Showing a distinct lack of awareness for his situation, he was then surprised and further hurt when the stunned, now-former cabinet members understandably refused to accede to the new president’s request that they remain to help his new administration get off the ground. Sadly for both Fillmore and by extension America, the new president bungled his re-staffing and most of the governing he was required to do for the rest of his term.
Despite the positive legacy mentioned above, “on the central issues of the age his vision was myopic and his legacy worse.” Like so many presidents of this era, Fillmore’s presidency would be defined by the ever-critical slavery debate. Despite being from New York, Fillmore was consistently on the wrong side of history on the issue, and there can be little doubt that this cost him any chance of re-election or, in truth, success. He opened the West to slavery, and “destroyed the Missouri Compromise line”, and his “total appeasement” of the Southern slave interests only meant they pushed for ever-more concessions and territory open to the institution of slavery.
Finkelman offers a devastating indictment of Fillmore’s apparent lack of awareness and understanding of what the job of the Executive Office and Congress actually was (specifically, with regards to Texas and New Mexico’s addition to the Union). In particular, Finkelman takes Fillmore to task for his utter fecklessness and dispassionate approach to the implementation and ratification of the Fugitive Slave Act of 1850 (which was thoroughly unconstitutional and so blatantly bias towards Southern interests – Fillmore, rather clearly, didn’t understand the Constitution). Indeed, in Finkelman’s words, Fillmore “aggressively – indeed fanatically – implemented the Fugitive Slave Act… arguably the most oppressive law in American history.”
Fillmore would run as the presidential candidate on the Know-Nothing ticket that “openly attacked foreigners, immigrants, and Catholics”. After his electoral failures, he would continue to favour bizarre and objectionable policies and platforms – he was against emancipation, and during the Civil War campaigned for a peace that would have left millions of African Americans in chains. His fellow Buffalo and New York natives branded him a traitor during the Civil War (although, he would remain in Buffalo for the rest of his life).
“In the end, Fillmore was always on the wrong side of the great moral and political issues of the age: immigration, religious toleration, equality, and, most of all, slavery.”
Overall, I would say this is not among the better volumes in the series, which is a pity, as the volumes on the lesser-known presidents have often been the better books (Martin Van Buren, James Buchanan in particular stand out).
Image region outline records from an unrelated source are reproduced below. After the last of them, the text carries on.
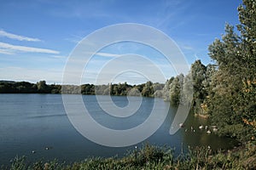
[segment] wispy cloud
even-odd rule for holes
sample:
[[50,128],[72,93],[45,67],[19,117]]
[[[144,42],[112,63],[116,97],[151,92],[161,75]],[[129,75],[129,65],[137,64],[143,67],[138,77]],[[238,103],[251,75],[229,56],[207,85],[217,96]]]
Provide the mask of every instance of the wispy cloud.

Despite Finkelman’s solid and fluid prose, this one failed to ignite my interest in the first half, and never truly got off the ground, improving only towards the end. That being said, it is a very good short history of the period and its issues. However, this does not make up for its failures as a biography, which is what it is meant to be. By the time I finished reading, I still considered it a better introductory-history of the time than a presidential biography, but it did get better by the time we get to Fillmore’s presidency.
Recommended for an introduction to the age, and a very brief introduction to the thirteenth President.